Please do not disclose security vulnerabilities publicly without consulting the Winter maintainer team first. See below for more information.

Winter is evergreen, no one version is singled out for security fixes because there is no way to update just one version. Builds are continually released and security fixes will always be available in the latest build.

NOTE: Before reporting a vulnerability, please verify that you have followed the published guidelines for configuring the Winter CMS project and that the vulnerability is still repeatable with the recommended configuration applied. Vulnerabilities reported about information leakage when debug mode is enabled are usually not helpful and are generally a waste of time for both the maintainer team and the security researchers involved.

If you discover a security vulnerability within Winter CMS, the Snowboard.js framework, or for any of the first-party Winter plugins and themes (under the Winter namespace), please submit a new Security Advisory through Github.
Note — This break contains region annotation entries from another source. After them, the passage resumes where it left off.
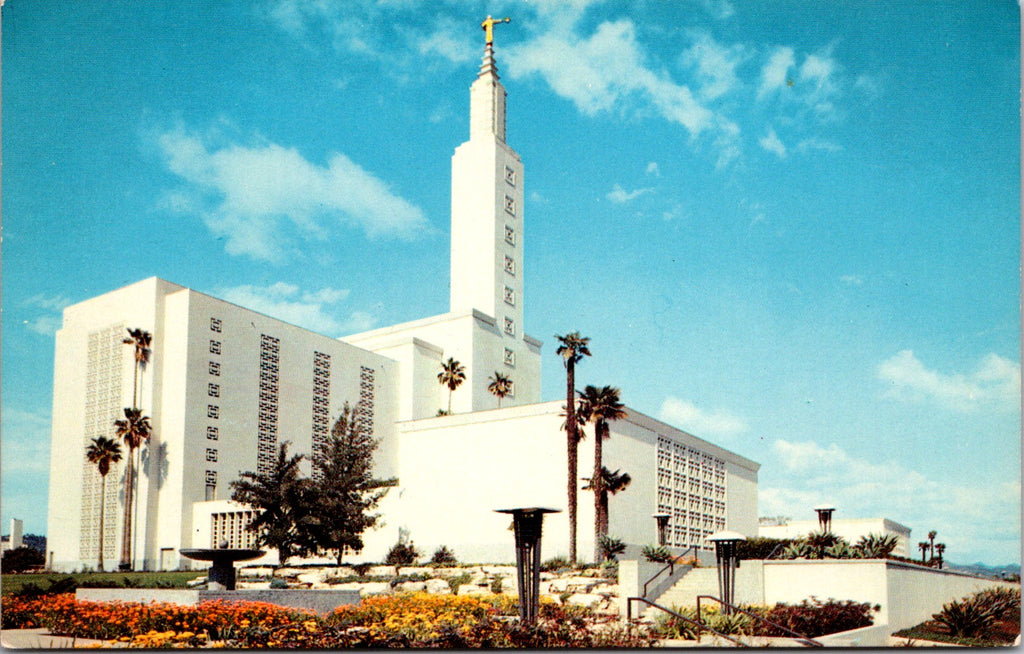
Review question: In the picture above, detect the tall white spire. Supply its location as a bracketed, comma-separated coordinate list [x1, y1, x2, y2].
[469, 43, 507, 143]
[451, 16, 539, 399]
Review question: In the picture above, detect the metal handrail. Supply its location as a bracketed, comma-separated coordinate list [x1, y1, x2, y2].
[643, 546, 697, 597]
[697, 595, 824, 647]
[626, 598, 750, 647]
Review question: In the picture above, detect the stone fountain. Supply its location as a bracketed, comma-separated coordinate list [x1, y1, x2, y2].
[181, 542, 266, 591]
All security vulnerabilities will be promptly addressed. We will review the security vulnerability and will publish an advisory if we determine that the vulnerability exists and can be exploited, and have made available the steps to mitigate the vulnerability.
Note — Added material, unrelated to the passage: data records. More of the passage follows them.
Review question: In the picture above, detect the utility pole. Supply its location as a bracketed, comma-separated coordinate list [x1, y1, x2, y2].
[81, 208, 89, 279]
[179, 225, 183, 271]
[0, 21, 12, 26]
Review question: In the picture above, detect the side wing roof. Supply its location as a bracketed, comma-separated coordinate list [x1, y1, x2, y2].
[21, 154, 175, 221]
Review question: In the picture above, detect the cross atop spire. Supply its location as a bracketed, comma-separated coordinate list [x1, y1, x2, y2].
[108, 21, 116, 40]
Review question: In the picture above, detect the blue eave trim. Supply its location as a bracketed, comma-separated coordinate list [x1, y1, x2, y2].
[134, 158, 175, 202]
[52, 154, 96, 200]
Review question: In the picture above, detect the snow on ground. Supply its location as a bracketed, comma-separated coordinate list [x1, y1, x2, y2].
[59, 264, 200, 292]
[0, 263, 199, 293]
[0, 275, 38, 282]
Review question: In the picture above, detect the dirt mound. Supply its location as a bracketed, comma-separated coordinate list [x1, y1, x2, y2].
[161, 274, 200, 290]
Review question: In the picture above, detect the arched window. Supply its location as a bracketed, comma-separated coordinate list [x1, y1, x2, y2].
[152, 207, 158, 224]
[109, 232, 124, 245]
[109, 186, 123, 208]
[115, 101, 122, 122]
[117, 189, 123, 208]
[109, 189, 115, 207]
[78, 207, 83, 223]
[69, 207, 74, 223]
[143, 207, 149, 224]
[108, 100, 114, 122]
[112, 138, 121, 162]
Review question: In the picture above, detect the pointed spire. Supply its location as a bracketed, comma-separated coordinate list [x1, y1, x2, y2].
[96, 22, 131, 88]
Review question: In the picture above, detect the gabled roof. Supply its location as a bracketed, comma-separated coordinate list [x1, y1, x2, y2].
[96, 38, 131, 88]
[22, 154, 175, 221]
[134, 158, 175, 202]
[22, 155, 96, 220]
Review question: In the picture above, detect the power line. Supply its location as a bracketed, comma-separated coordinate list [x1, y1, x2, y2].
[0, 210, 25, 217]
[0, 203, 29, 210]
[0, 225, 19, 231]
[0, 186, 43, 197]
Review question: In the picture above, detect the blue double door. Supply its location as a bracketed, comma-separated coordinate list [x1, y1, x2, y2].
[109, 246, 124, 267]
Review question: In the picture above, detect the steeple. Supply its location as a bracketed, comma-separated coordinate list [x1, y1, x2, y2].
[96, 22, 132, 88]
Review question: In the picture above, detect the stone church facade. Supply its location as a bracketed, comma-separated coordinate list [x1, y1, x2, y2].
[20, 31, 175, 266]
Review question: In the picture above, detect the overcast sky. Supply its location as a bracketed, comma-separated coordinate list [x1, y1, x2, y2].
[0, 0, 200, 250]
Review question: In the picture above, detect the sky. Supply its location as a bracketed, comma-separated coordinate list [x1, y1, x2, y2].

Please note that Github is the CVE Numbering Authority (CNA) of choice for the Winter CMS project and all related projects. In accordance with CNA Rules 4.3.2 any alternative CNA is required to notify us through this method before they are permitted to publish a CVE.

If a CVE is published by an alternative CNA without consulting with the Winter CMS team first then we will publish a security advisory targeting that CVE providing either a fix if the report was valid or an explanation of why the report was invalid. Please be aware that incorrect, poorly considered, or improperly notified reports do not reflect positively on either the security research who submitted them or the CNA who issued the CVE. The Winter CMS team will follow published MITRE processes in order to Reject or Dispute any improperly issued CVEs; so for the sake of everyone's time; please use the official reporting channel above to report / disclose any security issues.

The Winter maintainer team is committed to ethical and responsible disclosure of security vulnerabilities if they are discovered. We will publish all advisories of all severity levels on our Security Advisories list as well as on the package repositories of the project in question (ie. Composer, NPM, etc.). Depending on the severity of the vulnerability, we may also publish the vulnerability on our website and social media accounts. Once this has occurred, the discoverer of the vulnerability may publish it on their own platform. Please discuss this with maintainer team first.